実は、「請求」だけならいくらでも可能です。
500万でも1000万でも構いません。
そして、相手が納得して払いさえすれば、それが請求可能額になります。
でも、要求した金額が満額取れることはまずありません。
法外な金額を請求された場合、相手はまず弁護士を雇うでしょう。
(弁護士費用を払ったほうが、安く済むからです)
そこで、金額的な折り合いがつけられることになります。
折り合いがつかなければ、裁判という形になり、判決によって妥当な金額が決定されます。
判例上の最高額
では、判例上、最高額はいくらくらいが認められたのか。
何人かの弁護士にこの質問をしてみたところ、回答は様々でした。
「記録上は500万円が最高額」という回答もあれば、「1000万くらいまでは認められる」という答えもありました。

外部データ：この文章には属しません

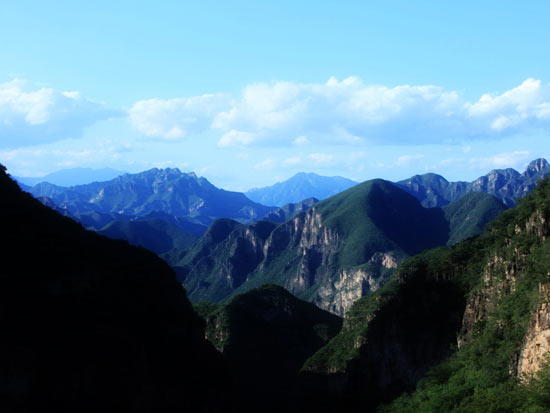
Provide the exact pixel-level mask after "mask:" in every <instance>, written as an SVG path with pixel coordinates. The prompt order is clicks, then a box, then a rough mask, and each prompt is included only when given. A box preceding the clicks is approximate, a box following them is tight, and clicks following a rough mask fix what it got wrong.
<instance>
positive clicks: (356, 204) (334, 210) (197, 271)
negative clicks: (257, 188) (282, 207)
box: [169, 180, 506, 315]
mask: <svg viewBox="0 0 550 413" xmlns="http://www.w3.org/2000/svg"><path fill="white" fill-rule="evenodd" d="M505 208H506V207H505V206H504V205H503V204H502V203H501V202H500V201H498V200H497V199H496V198H494V197H493V196H491V195H488V194H482V193H470V194H467V195H466V196H464V197H463V198H462V199H460V200H459V201H457V202H455V203H453V204H450V205H448V206H446V207H444V208H424V207H422V205H421V204H420V202H419V201H418V200H417V199H416V198H414V197H413V196H412V195H410V194H408V193H407V192H405V191H404V190H402V189H400V188H398V187H397V186H395V185H394V184H392V183H391V182H387V181H383V180H373V181H367V182H364V183H362V184H359V185H356V186H354V187H352V188H350V189H348V190H346V191H344V192H342V193H340V194H338V195H335V196H333V197H330V198H328V199H326V200H324V201H321V202H319V203H316V204H314V205H313V206H312V207H311V208H309V209H308V210H307V211H305V212H302V213H300V214H299V215H297V216H295V217H294V218H292V219H290V220H288V221H286V222H284V223H282V224H278V225H277V224H275V223H272V222H268V221H258V222H256V223H254V224H252V225H248V226H247V225H244V224H240V223H238V222H235V221H232V220H228V219H220V220H217V221H214V222H213V223H212V225H211V226H210V227H209V229H208V231H207V232H206V233H205V234H204V235H203V236H202V238H200V239H199V241H198V242H197V244H196V245H195V246H194V247H193V248H192V249H191V250H189V251H188V252H187V253H185V254H181V255H176V256H172V257H171V259H170V260H169V263H170V264H171V265H172V266H173V267H174V268H175V269H176V272H177V274H178V279H180V280H181V281H182V282H183V284H184V286H185V288H186V289H187V291H188V293H189V296H190V298H191V300H192V301H210V302H218V303H219V302H223V301H225V300H227V299H228V298H230V297H231V296H232V295H234V294H236V293H239V292H243V291H246V290H248V289H250V288H254V287H258V286H260V285H262V284H263V283H266V282H269V283H276V284H279V285H281V286H284V287H285V288H286V289H287V290H288V291H290V292H291V293H293V294H294V295H296V296H297V297H299V298H302V299H305V300H307V301H310V302H313V303H315V304H316V305H317V306H319V307H320V308H323V309H326V310H328V311H331V312H333V313H335V314H338V315H343V314H344V313H345V312H346V311H347V310H348V309H349V307H350V306H351V304H352V303H353V302H354V301H355V300H357V299H358V298H360V297H361V296H364V295H368V294H370V293H371V292H373V291H375V290H376V289H378V288H379V287H380V286H381V285H383V284H384V282H385V281H386V280H387V279H388V277H389V276H390V274H391V272H392V271H393V269H395V268H396V267H397V266H398V264H399V263H400V262H402V261H403V260H404V259H405V258H406V257H408V256H411V255H413V254H416V253H419V252H421V251H422V250H424V249H428V248H433V247H435V246H440V245H446V244H447V245H450V244H454V243H456V242H458V241H460V240H462V239H465V238H468V237H471V236H474V235H476V234H479V233H480V232H481V229H482V228H483V226H484V225H485V224H486V223H487V222H489V221H490V220H491V219H493V218H494V217H495V216H497V215H498V214H499V213H500V212H502V211H503V210H504V209H505Z"/></svg>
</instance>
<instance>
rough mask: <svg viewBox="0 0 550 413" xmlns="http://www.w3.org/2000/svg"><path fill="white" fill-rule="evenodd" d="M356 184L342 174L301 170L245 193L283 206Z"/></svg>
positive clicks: (323, 195)
mask: <svg viewBox="0 0 550 413" xmlns="http://www.w3.org/2000/svg"><path fill="white" fill-rule="evenodd" d="M354 185H357V182H355V181H352V180H351V179H347V178H342V177H340V176H332V177H328V176H320V175H317V174H314V173H305V172H299V173H297V174H296V175H294V176H293V177H291V178H289V179H287V180H286V181H283V182H277V183H276V184H274V185H271V186H267V187H263V188H253V189H250V190H248V191H247V192H245V195H246V196H247V197H248V198H250V199H251V200H253V201H255V202H259V203H260V204H264V205H276V206H279V207H281V206H283V205H285V204H291V203H296V202H300V201H303V200H304V199H306V198H317V199H320V200H322V199H325V198H328V197H330V196H332V195H336V194H337V193H340V192H342V191H344V190H346V189H348V188H351V187H352V186H354Z"/></svg>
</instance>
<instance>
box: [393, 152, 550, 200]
mask: <svg viewBox="0 0 550 413" xmlns="http://www.w3.org/2000/svg"><path fill="white" fill-rule="evenodd" d="M548 174H550V164H549V163H548V162H547V161H546V159H542V158H541V159H536V160H534V161H532V162H531V163H530V164H529V165H528V166H527V168H526V169H525V171H524V172H523V173H521V174H520V173H519V172H518V171H516V170H515V169H512V168H508V169H495V170H493V171H491V172H489V173H488V174H487V175H484V176H480V177H479V178H477V179H476V180H475V181H473V182H463V181H458V182H449V181H447V180H446V179H445V178H443V177H442V176H440V175H436V174H433V173H427V174H424V175H415V176H413V177H411V178H409V179H405V180H403V181H399V182H397V183H396V185H397V186H399V187H400V188H403V189H404V190H405V191H407V192H409V193H410V194H412V195H414V196H415V197H416V198H417V199H418V200H419V201H420V202H422V205H424V206H425V207H427V208H431V207H441V206H445V205H447V204H449V203H451V202H454V201H457V200H459V199H460V198H462V197H463V196H464V195H465V194H467V193H469V192H483V193H486V194H490V195H494V196H495V197H496V198H498V199H499V200H500V201H502V202H503V203H504V204H505V205H506V206H508V207H511V206H514V205H515V204H516V202H517V200H518V199H520V198H522V197H523V196H524V195H525V194H527V193H529V191H531V190H532V189H533V188H534V187H535V186H536V185H537V182H538V181H539V180H540V179H542V178H544V177H545V176H547V175H548Z"/></svg>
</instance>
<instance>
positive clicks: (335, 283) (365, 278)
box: [313, 252, 401, 316]
mask: <svg viewBox="0 0 550 413" xmlns="http://www.w3.org/2000/svg"><path fill="white" fill-rule="evenodd" d="M399 261H401V260H399V259H398V258H396V257H395V256H394V254H393V253H392V252H377V253H375V254H374V255H373V256H372V257H371V258H370V259H369V261H367V264H366V265H365V266H363V268H349V269H343V270H340V271H338V272H337V273H336V275H335V276H332V277H328V278H327V280H326V281H325V282H324V283H322V284H321V285H319V290H318V291H317V294H316V295H315V297H314V298H313V303H314V304H315V305H317V306H318V307H320V308H323V309H325V310H328V311H330V312H331V313H334V314H338V315H342V316H343V315H344V314H346V313H347V311H348V310H349V309H350V308H351V305H352V304H353V303H354V302H355V301H357V300H358V299H360V298H361V297H363V296H366V295H369V294H371V293H373V292H375V291H376V290H378V289H379V288H380V287H381V286H382V285H383V284H384V283H385V282H386V281H387V280H388V278H389V276H390V275H391V273H392V270H394V269H396V268H397V266H398V263H399Z"/></svg>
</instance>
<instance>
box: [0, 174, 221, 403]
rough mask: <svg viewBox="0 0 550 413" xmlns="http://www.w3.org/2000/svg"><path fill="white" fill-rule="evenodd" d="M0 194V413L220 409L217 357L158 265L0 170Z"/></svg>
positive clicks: (193, 312)
mask: <svg viewBox="0 0 550 413" xmlns="http://www.w3.org/2000/svg"><path fill="white" fill-rule="evenodd" d="M0 193H1V196H0V216H1V217H2V221H3V224H2V236H3V238H4V242H3V243H2V250H1V251H2V270H1V271H0V282H1V285H2V288H0V323H1V324H2V340H1V341H0V383H2V384H1V386H0V411H2V412H37V411H56V412H86V413H92V412H100V411H101V412H114V411H118V412H158V411H194V412H229V411H231V410H232V409H231V400H232V390H231V378H230V374H229V372H228V370H227V367H226V365H225V363H224V361H223V358H222V356H221V355H220V354H219V353H218V352H217V351H216V350H215V349H214V347H213V346H212V345H211V344H210V343H209V342H207V341H206V340H205V339H204V335H205V332H204V323H203V321H202V320H201V319H200V318H199V317H198V316H197V314H196V313H195V312H194V311H193V309H192V307H191V304H190V303H189V300H188V299H187V297H186V294H185V291H184V290H183V288H181V285H179V284H178V283H177V282H176V279H175V277H174V273H173V271H172V270H171V269H170V267H169V266H168V265H167V264H166V263H165V262H163V261H162V260H161V259H159V258H158V257H157V256H156V255H155V254H153V253H151V252H149V251H147V250H145V249H143V248H136V247H131V246H129V245H128V244H127V243H126V242H122V241H115V240H111V239H109V238H107V237H104V236H100V235H98V234H96V233H94V232H91V231H85V230H84V229H83V228H82V227H81V226H80V225H79V224H77V223H75V222H74V221H73V220H71V219H69V218H66V217H63V216H61V215H60V214H58V213H57V212H55V211H53V210H52V209H50V208H48V207H46V206H44V205H42V204H41V203H40V202H39V201H37V200H36V199H33V198H32V197H31V196H30V195H29V194H28V193H24V192H22V191H21V190H20V189H19V187H18V186H17V184H16V183H15V182H14V181H12V180H11V179H10V178H9V177H8V175H7V174H6V173H5V170H4V168H3V167H2V168H1V169H0ZM31 257H32V258H31Z"/></svg>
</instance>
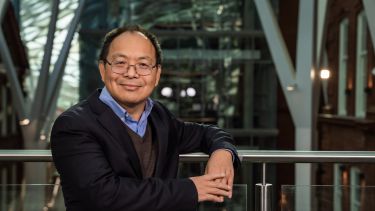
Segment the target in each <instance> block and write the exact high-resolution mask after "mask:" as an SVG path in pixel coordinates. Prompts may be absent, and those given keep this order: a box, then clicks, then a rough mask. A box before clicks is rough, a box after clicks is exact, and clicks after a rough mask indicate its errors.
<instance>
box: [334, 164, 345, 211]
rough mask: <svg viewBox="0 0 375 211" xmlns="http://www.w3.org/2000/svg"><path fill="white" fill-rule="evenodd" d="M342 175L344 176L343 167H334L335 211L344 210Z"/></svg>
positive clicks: (334, 194) (341, 166)
mask: <svg viewBox="0 0 375 211" xmlns="http://www.w3.org/2000/svg"><path fill="white" fill-rule="evenodd" d="M342 175H343V165H342V164H335V165H334V167H333V179H334V181H333V188H334V189H333V210H334V211H341V210H342V185H343V182H342Z"/></svg>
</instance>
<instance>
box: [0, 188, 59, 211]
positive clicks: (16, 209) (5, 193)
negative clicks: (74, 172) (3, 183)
mask: <svg viewBox="0 0 375 211" xmlns="http://www.w3.org/2000/svg"><path fill="white" fill-rule="evenodd" d="M0 210H4V211H10V210H13V211H47V210H53V211H63V210H66V209H65V206H64V200H63V198H62V194H61V188H60V185H54V184H33V185H32V184H28V185H22V184H8V185H0Z"/></svg>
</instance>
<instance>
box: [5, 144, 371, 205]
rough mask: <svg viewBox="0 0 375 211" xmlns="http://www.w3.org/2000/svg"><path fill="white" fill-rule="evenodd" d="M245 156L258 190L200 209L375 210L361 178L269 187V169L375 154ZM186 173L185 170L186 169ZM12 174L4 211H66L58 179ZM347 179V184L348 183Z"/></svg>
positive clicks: (252, 188)
mask: <svg viewBox="0 0 375 211" xmlns="http://www.w3.org/2000/svg"><path fill="white" fill-rule="evenodd" d="M239 155H240V158H241V159H242V162H243V166H244V165H246V164H248V163H252V164H255V165H259V166H258V167H260V168H261V173H262V175H261V181H258V183H257V184H255V186H254V187H249V185H248V184H246V183H244V182H243V181H241V180H236V181H235V183H236V184H235V185H234V191H233V198H232V199H226V200H225V201H224V203H203V204H201V205H200V207H199V211H214V210H233V211H236V210H239V211H242V210H245V211H246V210H249V211H250V210H257V211H258V210H259V211H271V210H281V211H297V210H298V211H315V210H316V211H325V210H327V211H328V210H332V211H339V210H343V211H346V210H348V211H349V210H350V211H356V210H358V211H359V210H374V209H375V202H374V200H372V199H373V198H374V197H375V186H366V184H365V183H363V182H361V179H360V178H357V179H359V180H358V181H359V183H358V184H359V185H353V184H356V183H355V181H354V180H355V177H353V178H352V179H351V180H353V181H351V183H350V184H346V185H338V184H332V185H312V186H308V185H305V186H304V185H299V186H295V185H290V184H280V185H279V187H277V186H276V185H275V184H271V183H269V182H268V181H267V170H268V166H269V165H272V164H275V163H276V164H279V163H325V164H326V163H333V164H334V165H337V164H336V163H351V164H358V163H368V164H373V163H375V153H373V152H357V151H351V152H348V151H346V152H343V151H340V152H338V151H270V150H239ZM207 158H208V156H207V155H204V154H201V153H194V154H185V155H181V156H180V163H181V164H185V163H190V164H192V163H193V164H198V166H204V165H203V164H204V162H205V161H206V160H207ZM0 161H2V163H14V162H16V163H30V162H38V163H51V161H52V156H51V153H50V151H49V150H0ZM298 165H300V164H298ZM185 167H186V166H182V168H185ZM339 170H340V168H339ZM6 172H7V171H4V169H2V170H1V178H2V179H1V185H0V209H1V210H20V211H21V210H28V211H29V210H65V206H64V202H63V198H62V193H61V188H60V179H59V177H58V175H55V176H53V175H52V177H53V178H54V179H53V180H52V181H53V182H52V183H51V184H11V183H9V181H7V180H4V178H6V177H5V176H6V174H7V173H6ZM182 172H183V171H182ZM8 173H9V172H8ZM36 174H37V173H36ZM343 175H345V174H343ZM183 176H186V175H183ZM343 179H344V180H345V178H343ZM353 182H354V183H353ZM344 184H345V183H344ZM277 189H280V195H279V196H275V192H276V190H277ZM249 191H253V192H254V193H253V194H250V195H252V196H254V197H253V198H250V197H249ZM304 196H311V198H310V199H311V200H306V197H304ZM275 197H276V198H275ZM275 201H276V203H275Z"/></svg>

「相手が医者や資産家であれば、度を超えた高額請求も可能」という話も聞きます。
ただ、一般的なサラリーマンや個人事業主であれば、
やはり目安となる「50万~200万」の範囲内と考えるのが妥当でしょう。
注意点
大手調査会社の営業マンには、
「調査すれば慰謝料がっぽりとれて、探偵料金もすぐに元がとれる!」
と、血の気の荒いことを言うひとも居ます。
しかし、うまくいかないケースもあることは、頭に入れておくべきです。
相手が無職であったり、借金があったりと「無資力」の場合、慰謝料をとることは絶望的だからです。
慰謝料は、財産を差し押さえたり、強制執行して支払わせられるような債務ではありません。
相手にお金がなければ、取れないのです。
だから、探偵に依頼するとき、「慰謝料で探偵の料金を支払えばいいか」と皮算用することは、オススメできません。
そういうテキトーなアドバイスをする調査会社も、真に受けるべきではありません。
それでも……浮気調査は気持ちの問題
回収が見込めない場合、浮気調査はするべきではない?
いいえ。そうとも言い切れません。
浮気調査は、金銭的な問題がすべてではなく、「気持ちの問題」でもあるからです。
「自分をだまし、裏切った相手に、どれだけ自分が追い詰められたか、思い知らせる」
お金の問題とはまた違った意味があると、私は思います。